Adslab Prediction Steps#

Runs may be set up so that inference is performed sequentially. The idea here is that you may want to use a cheap, less accurate model to downselect first, and then perform more expensive, accurate inference. If you would not like to do this, simply use one step instead.

ex.

adslab_prediction_steps:
  - step_type: inference
    gpu: true
    batch_size: 8
    label: 'dE_gemnet_is2re_finetuned'
    checkpoint_path: 'ocp_checkpoints/private_checkpoints/gemnet-is2re-finetuned-11-01.pt'

OR

adslab_prediction_steps:
  - step_type: inference
    gpu: true
    batch_size: 8
    label: 'dE_gemnet_is2re_finetuned'
    checkpoint_path: 'ocp_checkpoints/private_checkpoints/gemnet-is2re-finetuned-11-01.pt'
  - step_type: filter_by_adsorption_energy_target
    adsorbate_smiles: '*CO'
    target_value: -0.6
    range_value: 0.2
    filter_column: 'min_dE_gemnet_is2re_finetuned'
  - step_type: inference
    gpu: true
    batch_size: 8
    label: 'dE_gemnet_oc_large_s2ef_all_md'
    checkpoint_path: 'ocp_checkpoints/public_checkpoints/gemnet_oc_large_s2ef_all_md.pt'

OR

adslab_prediction_steps:
  - step_type: inference
    gpu: true
    batch_size: 8
    label: 'dE_gemnet_is2re_finetuned'
    checkpoint_path: 'ocp_checkpoints/private_checkpoints/gemnet-is2re-finetuned-11-01.pt'
  - step_type: filter_by_adsorption_energy_target
    adsorbate_smiles: '*CO'
    min_value: -0.8
    max_value: -0.4
    filter_column: 'min_dE_gemnet_is2re_finetuned'
  - step_type: inference
    gpu: true
    batch_size: 8
    label: 'dE_gemnet_oc_large_s2ef_all_md'
    checkpoint_path: 'ocp_checkpoints/public_checkpoints/gemnet_oc_large_s2ef_all_md.pt'
    number_steps: 98
  1. step_type: this should be inference, filter_by_adsorption_energy, or filter_by_adsorption_energy_target. As their names imply inference is an inference step, filter_by_adsorption_energy_target filters surfaces that are within a range near your target value, and filter_by_adsorption_energy filters surfaces by whether a previous inference step predicts within a range of values you specify.
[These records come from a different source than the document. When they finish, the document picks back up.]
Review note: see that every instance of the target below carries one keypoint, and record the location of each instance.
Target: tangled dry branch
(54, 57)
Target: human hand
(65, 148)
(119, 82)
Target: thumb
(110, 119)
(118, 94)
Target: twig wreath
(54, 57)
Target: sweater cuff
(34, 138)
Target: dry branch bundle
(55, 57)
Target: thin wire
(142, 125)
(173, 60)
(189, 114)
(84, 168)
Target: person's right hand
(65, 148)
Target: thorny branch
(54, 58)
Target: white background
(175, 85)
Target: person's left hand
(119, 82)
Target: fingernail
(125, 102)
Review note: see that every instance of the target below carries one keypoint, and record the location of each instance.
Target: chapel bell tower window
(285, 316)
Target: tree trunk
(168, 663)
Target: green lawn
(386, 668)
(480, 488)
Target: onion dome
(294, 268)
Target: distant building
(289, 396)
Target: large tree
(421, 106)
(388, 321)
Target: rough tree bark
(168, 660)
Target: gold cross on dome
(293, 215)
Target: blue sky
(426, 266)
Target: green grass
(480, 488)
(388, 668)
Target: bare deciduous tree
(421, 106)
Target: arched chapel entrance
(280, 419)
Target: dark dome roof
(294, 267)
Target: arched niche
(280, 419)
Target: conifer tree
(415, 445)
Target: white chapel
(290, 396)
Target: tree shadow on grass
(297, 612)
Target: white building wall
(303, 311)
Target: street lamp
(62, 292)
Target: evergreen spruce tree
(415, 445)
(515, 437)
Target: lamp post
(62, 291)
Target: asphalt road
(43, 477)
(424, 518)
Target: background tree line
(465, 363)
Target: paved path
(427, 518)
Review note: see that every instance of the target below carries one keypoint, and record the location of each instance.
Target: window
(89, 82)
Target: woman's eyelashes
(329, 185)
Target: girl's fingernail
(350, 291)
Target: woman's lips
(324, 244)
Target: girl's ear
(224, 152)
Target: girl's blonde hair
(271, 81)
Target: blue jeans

  2. gpu: (inference step only) A boolean for if an inference step should use gpus

  3. batch_size: (inference step only) The number of adslab configs which will be considered in an inference batch. If you have very large objects you may have to decrease this so they fit in memory.

  4. label: (inference step only) What the inference step will be named in the output dataframe. Should be the name of the model or something useful to you

  5. checkpoint_path: (inference step only) file path to the desired pretrained model checkpoint file

  6. number_steps: (relaxation inference step only) The number of relaxation steps to take. If unspecified, this defaults to 200.

  7. adsorbate_smiles: (filter step only) SMILES string of the adsorbate to filter on

  8. filter_column: (filter step only) the df column to which the filter should be applied. For most use cases, this should be “min_” + the previous inference step’s label

  9. min_value: (filter_by_adsorption_energy only) The minimum value in the desired range. If unspecified, this defaults to -infinity.

  10. max_value: (filter_by_adsorption_energy only) The maximum value in the desired range. If unspecified, this defaults to +infinity.

  11. target_value: (filter_by_adsorption_energy_target only) The target value.

  12. range_value: (filter_by_adsorption_energy_target only) The range to consider (i.e. target_value - range_value -> target_value + range_value will be used) If a range value is not specified, then 0.5 is used by default.